Once she was a bride who dropped out of UCLA to have a baby. And she was barely 22 when she realized that her marriage wasn't going to work. "My daughter was a year and a half old and I knew I wasn't able to earn a living."

She would slip out of bed, pad to the kitchen and practice on a typewriter muffled with Band-Aids wrapped around the keys. She found a job as a law firm receptionist, quickly picked up secretarial skills and settled into the workaday world. "For 16 years I didn't go anywhere. It was like a prison sentence. I got up in the morning and went to work. I went home and took care of my daughter. Got up and went to work."

But when she typed reports from private investigators she would daydream: What an exciting job that would be. So for years she stayed up nights studying for the state exam.

While she'd hoped for the glamorous life of a Tinseltown private eye, mostly what she got was more secretarial work, with some occasional field assignments thrown in. It wasn't quite in Jim Rockford's league, but then she wasn't stuck around the office, either.

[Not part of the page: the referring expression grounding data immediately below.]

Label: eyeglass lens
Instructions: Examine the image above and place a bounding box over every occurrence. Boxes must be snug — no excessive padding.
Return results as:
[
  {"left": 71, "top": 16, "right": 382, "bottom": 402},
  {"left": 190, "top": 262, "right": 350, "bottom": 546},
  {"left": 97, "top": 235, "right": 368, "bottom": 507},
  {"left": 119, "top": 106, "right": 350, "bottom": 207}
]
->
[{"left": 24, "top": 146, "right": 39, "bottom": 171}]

Soon after Marcos landed in Hawaii--where a marshal handed him a summons--Friedman went to work in the Century City offices of Magan~a, Cathcart & McCarthy. There, the fantastic saga of the golden buddha landed--along with a solicitation letter from Roxas' original attorneys seeking experienced trial lawyers--on the desk of Daniel C. Cathcart, a noted litigator of aircraft-disaster suits.

"I tossed it in the wastebasket because it sounded kooky," he said. "But I pulled it out later in the day and read it again."

Taking on the case would require a detective who could ferret evidence from the murky world of international gold traffickers and fortune hunters. Friedman was no jet-setter, but she had proven resourceful on an important product-liability case, so Cathcart called on her. "He told me the whole story and I thought, 'This is the weirdest thing I've ever heard,' " she said.